En 2011, on a salué — et à juste titre — les efforts qu’a déployés Essebsi pour guider la Tunisie à travers la première phase de sa transition en 2011. Mais aujourd’hui il donne l’impression de céder aux tentations opportunistes à court terme. Comme Chebbi, Essebsi a clairement indiqué son intention de briguer la présidence lors des élections à venir. Son parti, Nidaa Tounes, est fortement associé à des éléments de l’ancien régime et des personnes bien connues qui avaient collaboré avec le Rassemblement constitutionnel démocratique de Ben Ali figurent parmi ses principaux bailleurs de fonds comme dans ses comités locaux. Bref, Essebsi et Nidaa Tounes ont beaucoup à gagner de l’effondrement de l’Assemblée — au moins à court terme. Quant aux partis d’opposition laïque et de gauche, ils sont souvent tiraillés par des tensions entre leurs dirigeants et semblent plus aptes à générer des leaders uniques aux personnalités surdimensionnées qu’à forger de larges coalitions. Dans une culture politique de transition plus souvent animée par l’immédiateté et l’égoïsme que par une préoccupation pour le bien public à long terme, ce n’est peut-être pas si étonnant que les dirigeants de l’opposition s’appliquent de cette manière à attiser les peurs des citoyens.

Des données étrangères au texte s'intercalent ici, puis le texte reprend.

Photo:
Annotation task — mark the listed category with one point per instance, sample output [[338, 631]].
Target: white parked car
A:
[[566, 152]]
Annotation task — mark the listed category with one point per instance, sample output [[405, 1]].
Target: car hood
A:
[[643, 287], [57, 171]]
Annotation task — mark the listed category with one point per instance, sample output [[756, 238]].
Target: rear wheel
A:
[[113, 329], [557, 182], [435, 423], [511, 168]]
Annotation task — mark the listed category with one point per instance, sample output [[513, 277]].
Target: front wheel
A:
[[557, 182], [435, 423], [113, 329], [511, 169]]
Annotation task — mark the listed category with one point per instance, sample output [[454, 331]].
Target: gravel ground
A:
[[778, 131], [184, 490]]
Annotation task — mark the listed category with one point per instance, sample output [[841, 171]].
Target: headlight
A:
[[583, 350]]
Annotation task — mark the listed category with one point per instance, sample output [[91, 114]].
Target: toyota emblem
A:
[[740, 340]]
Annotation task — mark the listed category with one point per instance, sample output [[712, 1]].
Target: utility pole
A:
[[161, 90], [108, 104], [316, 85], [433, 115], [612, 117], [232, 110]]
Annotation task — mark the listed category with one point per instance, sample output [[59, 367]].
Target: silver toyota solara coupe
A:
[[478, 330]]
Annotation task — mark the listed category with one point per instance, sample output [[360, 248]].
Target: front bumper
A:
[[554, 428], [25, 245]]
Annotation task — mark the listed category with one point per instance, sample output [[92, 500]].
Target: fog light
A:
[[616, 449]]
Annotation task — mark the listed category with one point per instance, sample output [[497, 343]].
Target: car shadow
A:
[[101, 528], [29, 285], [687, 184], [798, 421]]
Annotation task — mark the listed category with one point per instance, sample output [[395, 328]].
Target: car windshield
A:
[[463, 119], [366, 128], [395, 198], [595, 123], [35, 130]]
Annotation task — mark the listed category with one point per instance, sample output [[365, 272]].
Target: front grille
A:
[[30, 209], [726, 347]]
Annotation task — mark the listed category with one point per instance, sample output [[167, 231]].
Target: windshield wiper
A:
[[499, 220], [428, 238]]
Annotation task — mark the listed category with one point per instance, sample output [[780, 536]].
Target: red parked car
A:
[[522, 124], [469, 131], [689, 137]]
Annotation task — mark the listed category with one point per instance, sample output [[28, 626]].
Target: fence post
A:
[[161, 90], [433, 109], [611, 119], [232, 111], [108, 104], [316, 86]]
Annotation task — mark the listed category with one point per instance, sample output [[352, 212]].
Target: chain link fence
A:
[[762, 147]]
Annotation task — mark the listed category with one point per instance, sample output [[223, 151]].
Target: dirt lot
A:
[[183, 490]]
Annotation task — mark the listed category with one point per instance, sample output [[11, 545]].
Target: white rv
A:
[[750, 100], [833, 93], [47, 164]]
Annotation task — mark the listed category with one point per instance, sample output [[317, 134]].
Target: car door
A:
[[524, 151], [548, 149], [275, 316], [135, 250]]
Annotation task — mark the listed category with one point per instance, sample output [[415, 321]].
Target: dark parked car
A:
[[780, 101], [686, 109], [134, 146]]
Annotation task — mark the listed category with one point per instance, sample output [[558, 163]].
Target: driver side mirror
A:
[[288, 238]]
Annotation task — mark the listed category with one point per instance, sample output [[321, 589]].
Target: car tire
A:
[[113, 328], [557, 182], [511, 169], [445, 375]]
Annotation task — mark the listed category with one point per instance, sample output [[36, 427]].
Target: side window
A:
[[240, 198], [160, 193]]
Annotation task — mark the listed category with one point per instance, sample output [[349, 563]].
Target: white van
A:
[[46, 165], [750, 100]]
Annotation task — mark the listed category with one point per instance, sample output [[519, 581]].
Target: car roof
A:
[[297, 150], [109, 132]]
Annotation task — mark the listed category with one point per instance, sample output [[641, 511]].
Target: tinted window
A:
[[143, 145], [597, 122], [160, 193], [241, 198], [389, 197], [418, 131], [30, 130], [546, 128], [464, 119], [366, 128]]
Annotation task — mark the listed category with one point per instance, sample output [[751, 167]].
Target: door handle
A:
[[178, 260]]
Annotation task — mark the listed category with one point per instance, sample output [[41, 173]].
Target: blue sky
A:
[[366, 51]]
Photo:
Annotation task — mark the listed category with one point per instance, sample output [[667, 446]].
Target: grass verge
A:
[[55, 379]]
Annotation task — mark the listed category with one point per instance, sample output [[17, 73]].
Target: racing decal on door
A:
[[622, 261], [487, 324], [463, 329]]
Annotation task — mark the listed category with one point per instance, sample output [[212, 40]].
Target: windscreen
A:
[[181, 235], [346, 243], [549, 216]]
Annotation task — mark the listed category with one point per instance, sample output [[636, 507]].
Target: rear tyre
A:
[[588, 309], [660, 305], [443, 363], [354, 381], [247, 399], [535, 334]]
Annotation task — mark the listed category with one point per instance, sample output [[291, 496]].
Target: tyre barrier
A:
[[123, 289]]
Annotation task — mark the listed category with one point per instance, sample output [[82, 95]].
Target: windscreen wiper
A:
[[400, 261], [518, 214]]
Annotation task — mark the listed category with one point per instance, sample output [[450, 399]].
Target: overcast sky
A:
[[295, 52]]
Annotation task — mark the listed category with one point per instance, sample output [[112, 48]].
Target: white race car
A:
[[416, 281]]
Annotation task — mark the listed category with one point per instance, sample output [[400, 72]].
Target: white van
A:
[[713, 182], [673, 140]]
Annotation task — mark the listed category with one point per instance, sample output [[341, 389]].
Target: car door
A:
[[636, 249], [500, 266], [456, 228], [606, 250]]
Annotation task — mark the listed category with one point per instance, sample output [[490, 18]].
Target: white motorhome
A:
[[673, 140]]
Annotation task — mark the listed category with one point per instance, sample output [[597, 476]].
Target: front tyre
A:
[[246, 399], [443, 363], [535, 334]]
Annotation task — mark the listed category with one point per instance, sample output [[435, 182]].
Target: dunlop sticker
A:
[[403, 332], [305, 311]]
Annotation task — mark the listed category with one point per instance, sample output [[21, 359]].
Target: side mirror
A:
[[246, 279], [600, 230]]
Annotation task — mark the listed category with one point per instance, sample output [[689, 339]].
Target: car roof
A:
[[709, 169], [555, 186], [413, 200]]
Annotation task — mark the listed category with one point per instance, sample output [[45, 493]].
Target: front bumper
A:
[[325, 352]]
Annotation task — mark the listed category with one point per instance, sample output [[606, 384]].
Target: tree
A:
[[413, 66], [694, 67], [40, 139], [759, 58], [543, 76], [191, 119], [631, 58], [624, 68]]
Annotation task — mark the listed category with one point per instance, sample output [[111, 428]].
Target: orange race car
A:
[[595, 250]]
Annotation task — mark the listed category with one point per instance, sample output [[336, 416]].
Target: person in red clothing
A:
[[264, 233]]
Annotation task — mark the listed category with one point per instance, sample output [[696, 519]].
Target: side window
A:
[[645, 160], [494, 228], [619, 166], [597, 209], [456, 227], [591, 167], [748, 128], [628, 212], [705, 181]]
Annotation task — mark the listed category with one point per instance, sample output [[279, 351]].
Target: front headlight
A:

En fin de compte, l’assassinat de Mohamed Brahmi peut s’avérer beaucoup plus dangereux pour la transition en Tunisie que le meurtre de Chokri Belaïd.
[…]
Les médias réagissent d’une manière beaucoup plus incendiaire à la suite de la mort de Brahmi. Contrairement à ce que nous avons vu après l’assassinat de Belaïd, il n’y a pratiquement pas eu d’expressions de deuil pour Brahmi dans les médias, ni de discussion de ses réalisations. Les grandes chaînes de radio et de télévision laissent également de côté toute discussion de la culpabilité, des motifs ou de l’impunité — sans parler des questions plus complexes, mais non moins fondamentales, telles que la réforme des forces de sécurité et de la justice — préférant des débats très tendus sur la dissolution de l’Assemblée constituante. Il règne aujourd’hui une ambiance de colère, de peur, d’impatience et d’opportunisme exacerbés — en un mot, le chaos.